Lemon and olive oil cake
Freshness from the lemon breaking the really fatty olive oil flavour
I’m not really into generic sponge cakes. They’re rarely moist, because recipes call for way too long oven times, and people tend to over bake them and/or hold back on the fat, making the cakes stale after just a couple of hours. And then there’s this idea that you definitely need chemical leaven to make a cake fluffy. The problem with baking powder and baking soda is that it does give the cake a chemical flavor. It can be minimized by making sure that there’s just enough acid in there to neutralize the sodium bicarbonate, but I find that the method often fails. Unlike yeast-leavened creations where one could say “I like the yeasty notes”, I don’t think many people would say “I like that metallic sodium bicarbonate flavors in there”. However, as a matter of fact, you can make a cake leavened mechanically by whipping air into it. And that’s exactly what we’re doing with this lemon and olive oil cake. And the generous amount of olive oil not only gives it a wonderful flavor, but also keeps the cake moist for a long time. This olive oil cake is probably one of my favorite sponge cake recipes.
Time it takes
About 15 minutes to prepare the ingredients, and to mix it all up. And then about 30 minutes in the oven, but don’t look at the time. Look at the inner temperature!
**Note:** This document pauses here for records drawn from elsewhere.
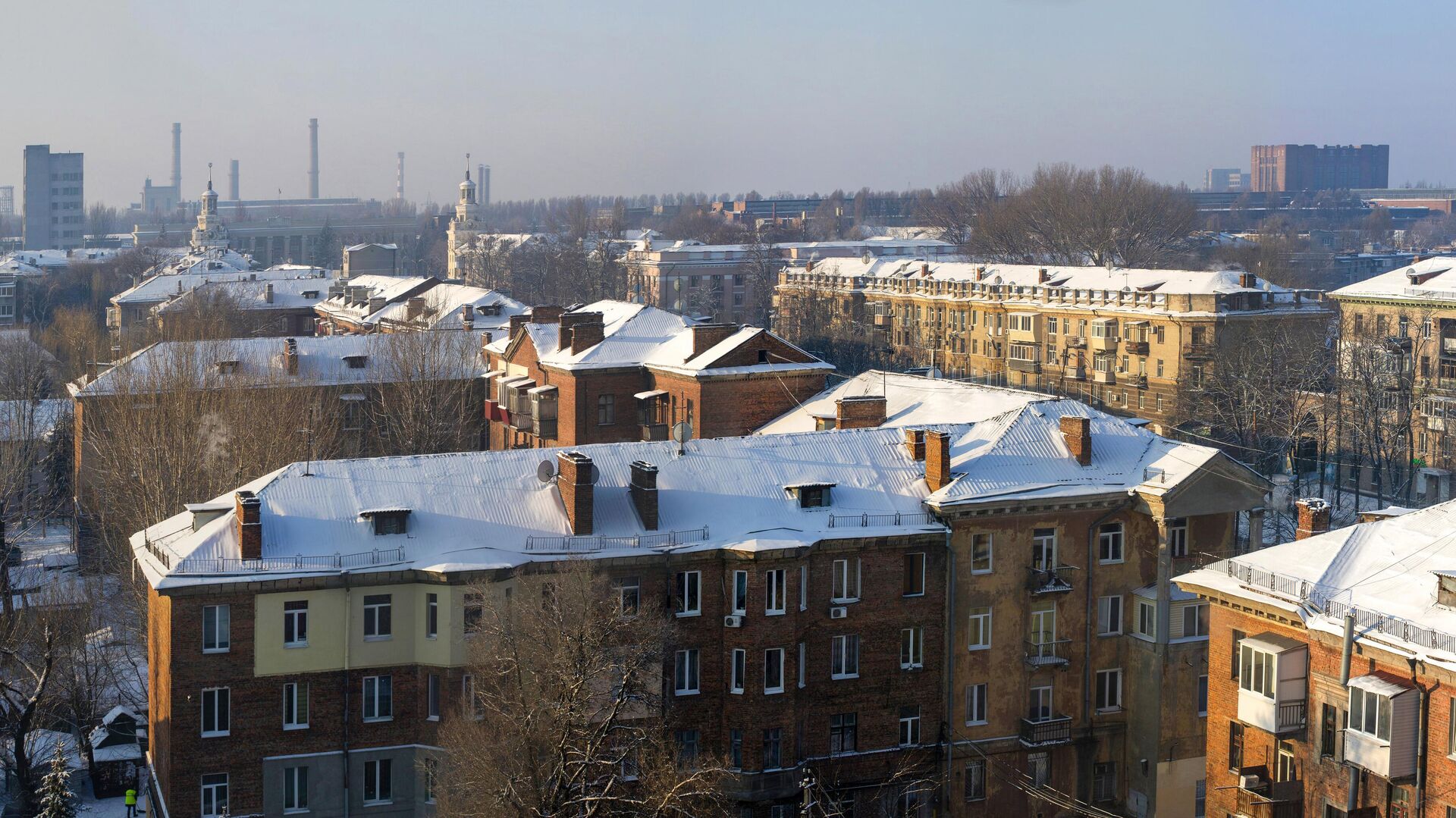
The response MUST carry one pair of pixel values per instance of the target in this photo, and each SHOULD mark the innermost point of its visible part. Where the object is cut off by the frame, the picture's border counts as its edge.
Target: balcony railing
(1041, 732)
(1052, 580)
(1050, 653)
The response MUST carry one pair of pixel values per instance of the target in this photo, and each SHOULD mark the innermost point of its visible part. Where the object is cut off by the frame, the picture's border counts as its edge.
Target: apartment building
(1131, 341)
(718, 280)
(618, 371)
(1331, 672)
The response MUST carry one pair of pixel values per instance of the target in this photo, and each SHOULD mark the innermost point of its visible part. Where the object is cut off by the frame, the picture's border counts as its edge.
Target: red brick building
(615, 371)
(1331, 672)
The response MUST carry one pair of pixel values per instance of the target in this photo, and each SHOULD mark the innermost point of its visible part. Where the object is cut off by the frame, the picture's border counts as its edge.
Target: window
(296, 623)
(216, 705)
(1370, 713)
(1110, 691)
(772, 748)
(910, 726)
(689, 597)
(378, 620)
(379, 697)
(378, 786)
(912, 648)
(216, 631)
(976, 704)
(215, 795)
(1110, 544)
(1178, 536)
(981, 553)
(1147, 619)
(294, 789)
(1109, 616)
(845, 657)
(775, 591)
(774, 670)
(846, 581)
(976, 781)
(685, 672)
(842, 732)
(915, 575)
(979, 629)
(294, 705)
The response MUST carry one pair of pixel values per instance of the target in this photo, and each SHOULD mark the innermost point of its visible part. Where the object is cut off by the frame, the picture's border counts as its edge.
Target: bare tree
(566, 710)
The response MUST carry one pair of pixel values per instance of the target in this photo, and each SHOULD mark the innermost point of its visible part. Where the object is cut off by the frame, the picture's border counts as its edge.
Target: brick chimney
(644, 492)
(1078, 436)
(708, 335)
(915, 444)
(249, 525)
(290, 356)
(576, 488)
(859, 412)
(937, 460)
(1313, 517)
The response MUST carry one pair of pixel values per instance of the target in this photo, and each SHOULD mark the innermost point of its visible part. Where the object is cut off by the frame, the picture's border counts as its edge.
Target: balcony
(1050, 580)
(1044, 732)
(1047, 654)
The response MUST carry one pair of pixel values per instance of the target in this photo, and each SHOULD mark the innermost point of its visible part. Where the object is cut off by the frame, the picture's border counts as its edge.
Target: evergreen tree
(55, 798)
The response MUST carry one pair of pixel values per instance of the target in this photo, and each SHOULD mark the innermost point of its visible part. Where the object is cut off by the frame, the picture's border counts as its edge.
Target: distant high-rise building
(55, 199)
(1313, 168)
(1225, 181)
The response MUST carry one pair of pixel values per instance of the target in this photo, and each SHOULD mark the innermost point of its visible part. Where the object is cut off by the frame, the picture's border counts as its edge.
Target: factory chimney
(177, 158)
(313, 159)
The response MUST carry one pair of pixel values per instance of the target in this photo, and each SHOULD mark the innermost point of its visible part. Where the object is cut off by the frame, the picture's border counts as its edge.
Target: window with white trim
(379, 699)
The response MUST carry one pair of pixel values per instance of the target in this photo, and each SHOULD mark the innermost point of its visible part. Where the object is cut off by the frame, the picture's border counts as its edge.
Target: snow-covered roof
(490, 509)
(1386, 571)
(909, 400)
(322, 362)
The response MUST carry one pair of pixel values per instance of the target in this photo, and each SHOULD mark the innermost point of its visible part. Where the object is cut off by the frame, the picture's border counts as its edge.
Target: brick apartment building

Ingredients for a lemon and olive oil cake
- 160 g of sugar (a little more than 2 dl)
- 20 g of confectioner’s sugar
- 1 egg yolk (yes, real bakers will say that it depends on the size of the egg, but come on…)
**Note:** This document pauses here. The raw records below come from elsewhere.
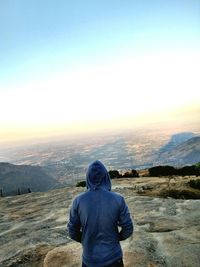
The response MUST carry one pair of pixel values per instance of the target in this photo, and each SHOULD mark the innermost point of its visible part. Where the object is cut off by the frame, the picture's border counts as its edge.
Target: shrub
(180, 194)
(162, 171)
(194, 183)
(188, 170)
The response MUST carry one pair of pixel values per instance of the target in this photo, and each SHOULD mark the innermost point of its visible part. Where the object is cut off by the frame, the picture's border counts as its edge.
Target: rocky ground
(167, 230)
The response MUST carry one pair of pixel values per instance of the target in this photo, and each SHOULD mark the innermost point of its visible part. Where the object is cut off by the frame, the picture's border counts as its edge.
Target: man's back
(94, 219)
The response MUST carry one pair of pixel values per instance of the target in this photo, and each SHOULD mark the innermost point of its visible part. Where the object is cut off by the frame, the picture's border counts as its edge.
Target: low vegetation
(114, 174)
(180, 194)
(170, 170)
(194, 183)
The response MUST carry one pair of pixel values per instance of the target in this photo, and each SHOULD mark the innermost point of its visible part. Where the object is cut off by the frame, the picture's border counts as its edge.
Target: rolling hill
(185, 153)
(16, 179)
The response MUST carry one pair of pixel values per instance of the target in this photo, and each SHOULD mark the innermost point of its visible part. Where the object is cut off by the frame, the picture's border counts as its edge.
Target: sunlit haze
(75, 67)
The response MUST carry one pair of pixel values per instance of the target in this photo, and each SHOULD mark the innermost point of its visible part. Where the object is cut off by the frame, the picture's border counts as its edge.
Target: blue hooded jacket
(95, 216)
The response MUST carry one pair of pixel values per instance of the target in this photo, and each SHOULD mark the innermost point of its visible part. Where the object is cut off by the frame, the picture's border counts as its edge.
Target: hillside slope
(22, 177)
(185, 153)
(33, 228)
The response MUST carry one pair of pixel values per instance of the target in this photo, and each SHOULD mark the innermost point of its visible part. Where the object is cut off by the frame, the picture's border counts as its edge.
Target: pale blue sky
(66, 64)
(44, 35)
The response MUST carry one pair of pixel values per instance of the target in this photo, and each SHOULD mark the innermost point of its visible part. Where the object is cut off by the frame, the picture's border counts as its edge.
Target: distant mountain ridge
(21, 177)
(185, 153)
(175, 140)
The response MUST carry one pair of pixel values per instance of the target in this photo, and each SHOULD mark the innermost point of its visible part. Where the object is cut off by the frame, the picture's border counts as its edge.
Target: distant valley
(19, 179)
(67, 161)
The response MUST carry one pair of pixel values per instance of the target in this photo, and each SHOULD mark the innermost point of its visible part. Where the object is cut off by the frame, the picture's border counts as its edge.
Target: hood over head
(97, 176)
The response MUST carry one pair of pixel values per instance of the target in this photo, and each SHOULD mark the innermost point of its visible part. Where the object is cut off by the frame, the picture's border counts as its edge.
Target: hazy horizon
(78, 68)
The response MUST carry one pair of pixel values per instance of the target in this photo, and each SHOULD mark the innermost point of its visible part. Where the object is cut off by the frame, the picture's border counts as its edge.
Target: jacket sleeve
(125, 222)
(74, 224)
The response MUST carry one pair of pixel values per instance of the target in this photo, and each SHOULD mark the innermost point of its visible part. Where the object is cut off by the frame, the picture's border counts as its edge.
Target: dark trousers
(118, 263)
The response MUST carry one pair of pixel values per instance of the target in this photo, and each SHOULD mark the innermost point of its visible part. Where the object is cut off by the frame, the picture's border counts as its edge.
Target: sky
(71, 67)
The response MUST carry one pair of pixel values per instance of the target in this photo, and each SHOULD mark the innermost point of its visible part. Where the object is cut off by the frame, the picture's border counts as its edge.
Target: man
(95, 216)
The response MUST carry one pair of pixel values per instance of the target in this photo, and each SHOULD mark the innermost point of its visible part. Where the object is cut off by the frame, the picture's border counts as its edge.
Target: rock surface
(167, 231)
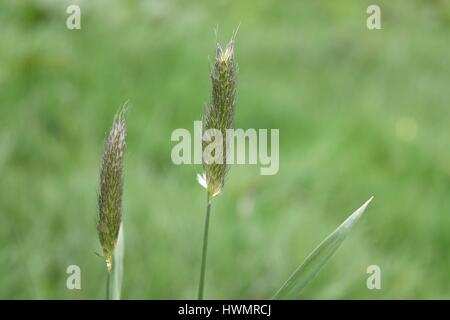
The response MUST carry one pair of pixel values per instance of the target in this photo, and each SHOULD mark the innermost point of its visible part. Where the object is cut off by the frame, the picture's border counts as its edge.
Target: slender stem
(204, 252)
(108, 284)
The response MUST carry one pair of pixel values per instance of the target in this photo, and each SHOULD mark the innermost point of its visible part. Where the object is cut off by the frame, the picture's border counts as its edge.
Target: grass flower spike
(219, 115)
(111, 188)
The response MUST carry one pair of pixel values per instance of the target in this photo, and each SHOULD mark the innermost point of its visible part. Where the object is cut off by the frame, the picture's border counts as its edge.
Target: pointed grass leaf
(117, 272)
(318, 258)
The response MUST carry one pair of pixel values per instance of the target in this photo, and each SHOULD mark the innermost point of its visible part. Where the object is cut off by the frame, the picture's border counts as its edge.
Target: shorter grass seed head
(111, 187)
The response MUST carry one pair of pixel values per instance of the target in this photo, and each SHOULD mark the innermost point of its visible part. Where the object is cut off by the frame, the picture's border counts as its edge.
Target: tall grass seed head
(220, 114)
(111, 187)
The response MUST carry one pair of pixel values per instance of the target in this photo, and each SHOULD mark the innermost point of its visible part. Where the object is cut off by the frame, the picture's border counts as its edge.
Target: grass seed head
(220, 114)
(111, 187)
- 110 grams of egg white (so egg white from about 3 average eggs)
- 25 g of lemon juice (2,5 cl, so about half a lemon)
- 3 vanilla beans (just the seeds, scraped out, or a teaspoon of pure real vanilla powder)
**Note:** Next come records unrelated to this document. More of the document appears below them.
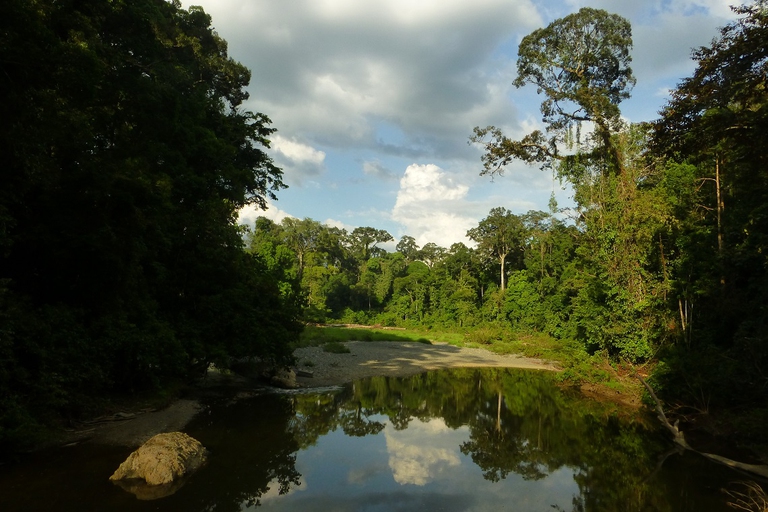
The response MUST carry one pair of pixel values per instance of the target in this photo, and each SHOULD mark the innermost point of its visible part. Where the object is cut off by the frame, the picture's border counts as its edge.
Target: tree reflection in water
(517, 427)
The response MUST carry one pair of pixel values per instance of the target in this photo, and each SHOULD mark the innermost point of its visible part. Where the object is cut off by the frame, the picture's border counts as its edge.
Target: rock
(285, 379)
(161, 461)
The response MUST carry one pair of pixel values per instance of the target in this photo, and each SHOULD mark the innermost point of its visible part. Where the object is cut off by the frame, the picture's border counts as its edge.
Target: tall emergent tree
(500, 234)
(714, 133)
(580, 63)
(126, 154)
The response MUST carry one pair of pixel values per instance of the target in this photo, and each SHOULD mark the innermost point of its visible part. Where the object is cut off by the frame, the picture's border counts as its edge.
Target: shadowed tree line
(126, 155)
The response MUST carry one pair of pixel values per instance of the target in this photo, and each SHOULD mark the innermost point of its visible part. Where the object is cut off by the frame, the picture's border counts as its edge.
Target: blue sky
(374, 100)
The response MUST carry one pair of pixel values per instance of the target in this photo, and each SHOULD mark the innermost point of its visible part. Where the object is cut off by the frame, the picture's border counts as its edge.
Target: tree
(363, 240)
(713, 134)
(126, 155)
(581, 65)
(500, 234)
(408, 248)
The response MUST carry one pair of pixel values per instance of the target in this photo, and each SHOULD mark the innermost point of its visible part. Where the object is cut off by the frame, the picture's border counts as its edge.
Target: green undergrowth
(576, 365)
(315, 335)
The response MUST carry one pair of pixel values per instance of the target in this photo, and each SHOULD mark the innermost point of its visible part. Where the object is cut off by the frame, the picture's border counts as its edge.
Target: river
(450, 440)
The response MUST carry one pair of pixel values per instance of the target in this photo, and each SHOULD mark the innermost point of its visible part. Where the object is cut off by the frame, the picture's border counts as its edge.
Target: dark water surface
(451, 440)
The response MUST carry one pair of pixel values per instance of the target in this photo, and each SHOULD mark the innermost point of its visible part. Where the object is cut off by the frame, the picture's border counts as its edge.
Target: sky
(374, 101)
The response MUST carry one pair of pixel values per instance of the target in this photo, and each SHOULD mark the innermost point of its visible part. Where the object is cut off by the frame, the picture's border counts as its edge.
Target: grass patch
(314, 336)
(335, 347)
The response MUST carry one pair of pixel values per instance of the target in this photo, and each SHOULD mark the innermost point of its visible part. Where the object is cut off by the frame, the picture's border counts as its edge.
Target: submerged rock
(160, 462)
(285, 379)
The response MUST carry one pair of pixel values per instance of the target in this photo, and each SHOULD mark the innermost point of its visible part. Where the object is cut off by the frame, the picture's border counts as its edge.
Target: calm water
(453, 440)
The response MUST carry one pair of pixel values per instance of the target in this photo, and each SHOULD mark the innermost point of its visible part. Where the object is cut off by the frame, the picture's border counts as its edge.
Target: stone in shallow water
(156, 469)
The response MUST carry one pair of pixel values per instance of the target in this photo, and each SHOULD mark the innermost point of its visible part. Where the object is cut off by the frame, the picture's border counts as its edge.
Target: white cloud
(338, 224)
(299, 161)
(378, 170)
(327, 70)
(415, 455)
(297, 152)
(250, 213)
(430, 204)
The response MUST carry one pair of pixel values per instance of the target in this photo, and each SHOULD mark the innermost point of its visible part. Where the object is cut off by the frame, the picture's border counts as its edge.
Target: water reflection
(450, 440)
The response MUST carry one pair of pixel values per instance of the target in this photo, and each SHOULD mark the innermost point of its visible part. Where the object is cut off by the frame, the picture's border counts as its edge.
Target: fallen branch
(679, 439)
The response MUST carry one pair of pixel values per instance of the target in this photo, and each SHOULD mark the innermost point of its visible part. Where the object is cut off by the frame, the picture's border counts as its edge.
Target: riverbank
(131, 428)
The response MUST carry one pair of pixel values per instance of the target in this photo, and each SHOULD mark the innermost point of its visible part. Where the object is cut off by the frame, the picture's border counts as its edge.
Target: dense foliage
(126, 155)
(663, 258)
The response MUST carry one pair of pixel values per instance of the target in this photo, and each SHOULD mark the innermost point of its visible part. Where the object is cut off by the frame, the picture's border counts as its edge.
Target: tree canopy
(126, 155)
(580, 63)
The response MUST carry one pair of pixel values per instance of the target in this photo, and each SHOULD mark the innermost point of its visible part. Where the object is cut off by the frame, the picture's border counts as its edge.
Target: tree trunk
(502, 261)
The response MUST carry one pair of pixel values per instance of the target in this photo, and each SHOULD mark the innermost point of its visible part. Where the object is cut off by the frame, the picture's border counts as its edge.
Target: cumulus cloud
(329, 69)
(299, 161)
(377, 170)
(432, 206)
(250, 213)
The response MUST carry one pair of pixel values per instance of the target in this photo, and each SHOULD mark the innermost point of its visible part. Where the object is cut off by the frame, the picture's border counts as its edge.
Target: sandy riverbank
(366, 359)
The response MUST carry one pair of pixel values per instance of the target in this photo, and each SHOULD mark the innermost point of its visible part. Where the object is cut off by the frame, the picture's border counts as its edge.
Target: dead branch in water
(679, 439)
(753, 499)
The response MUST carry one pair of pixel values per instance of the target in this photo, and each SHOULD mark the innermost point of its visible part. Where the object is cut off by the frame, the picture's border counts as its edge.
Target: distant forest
(127, 154)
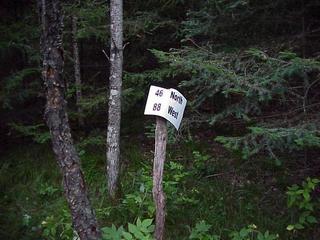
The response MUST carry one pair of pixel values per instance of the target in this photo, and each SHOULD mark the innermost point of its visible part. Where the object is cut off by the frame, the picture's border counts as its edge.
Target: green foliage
(300, 198)
(262, 139)
(251, 233)
(142, 230)
(200, 232)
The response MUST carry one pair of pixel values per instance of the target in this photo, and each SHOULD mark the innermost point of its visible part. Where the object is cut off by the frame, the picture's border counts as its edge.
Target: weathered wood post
(158, 165)
(166, 104)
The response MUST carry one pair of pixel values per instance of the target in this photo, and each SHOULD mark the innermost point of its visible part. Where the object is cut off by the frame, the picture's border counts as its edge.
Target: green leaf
(127, 235)
(312, 219)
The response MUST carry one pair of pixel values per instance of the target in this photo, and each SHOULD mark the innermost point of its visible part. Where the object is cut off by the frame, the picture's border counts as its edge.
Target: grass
(199, 184)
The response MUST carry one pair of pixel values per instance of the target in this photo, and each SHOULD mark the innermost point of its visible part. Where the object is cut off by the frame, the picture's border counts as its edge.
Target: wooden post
(158, 165)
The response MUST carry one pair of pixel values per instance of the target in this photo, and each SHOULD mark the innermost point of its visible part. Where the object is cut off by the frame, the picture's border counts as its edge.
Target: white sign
(166, 103)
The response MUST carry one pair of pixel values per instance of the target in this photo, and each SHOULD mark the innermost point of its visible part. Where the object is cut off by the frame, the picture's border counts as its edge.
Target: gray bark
(115, 83)
(158, 165)
(83, 217)
(77, 74)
- 3 g of lemon zest (from about half a lemon, that is)
- 115 g of wheat flour (that’s about 1.92 dl, so just under 2 will do, it’s not a life or death situation. Some will say you need the industrially blenched stuff to get the right texture, but I prefer my organic one)
- 160 g of extra virgin olive oil (a little more than 1,7 dl, so just put in about 1 and 3/4 dl, and you’ll be fine)
- 8 g of salt (that’s about three pinches of salt. Use a good flaky sea salt, it tastes better and its quite pleasant to touch)
- And you’ll need two bowls or containers in which you can mix stuff.
This is how you make the lemon and olive oil cake
- Combine about 110 g of the sugar (1.2 dl), the egg yolk, all the lemon juice, all the vanilla bean seeds, and the lemon zest. Whisk it, either by using a stand mixer or the classic hand held type.
- Gradually sift all the flour into the sugar mix, while mixing.*
- Pour in olive oil in a slow stream. You don’t want the thing to separate, you want a nice consistent batter, so take it easy (there’s lemon juice in there, which is full of water, that doesn’t like fat). Set the mix aside.
- Into a new clean bowl, add all the egg whites and 2 g of salt (about one pinch, that is). Mix on high speed until the eggs are all foam. We’re not looking for meringue foam for the moment. Just generally foamy.
- Gradually add the rest of the sugar.
- Now mix the heck out of those egg whites, until they form peaks, and you can pretty much turn the bowl upside down without the content falling out.
- Gently fold the egg whites into the batter. I use a spatula and do it one third at a time, incorporating while at the same time trying not to beat the air bubbles out of the mixture. You see, as I mentioned in the introduction, we’re using mechanical leaven here (the tiny air bubbles are our friends)
- Set the oven to 165°C / 329°F.**
- Coat a 22 cm (about 9″) springform pan with butter and dust it with flour. Pour batter into pan.
- Pour batter into the pan, and place it in the oven. Stick a thermometer in the olive oil cake batter.*** When the inner temperature of the cake is 95°C, it’s done. Take it out and let it cool completely.
- Once the olive oil cake has cooled, mix the confectioner’s sugar with the rest of the salt (about two pinches) and sprinkle it over the cake. It looks very generous, but it’s excellent. The saltiness and the sweetness works absolutely wonderful. As a matter of fact, salt has the effect that it makes sweet taste even sweeter.
* If you have a friend holding a hand mixer, then you’re all set. If not, then I guess you have to stop, sift in a little, mix, and then stop again.
** I recommend you buy an oven thermometer, so you can check what the actual heat in there is. Don’t trust your oven knobs. Unless you have an extremely expensive oven that controls the heat in there and keeps it constant.
*** Using time as a unit of measurement, is really bad. The cake often turns out undercooked or dry. Instead, buy a cheap meat thermometer.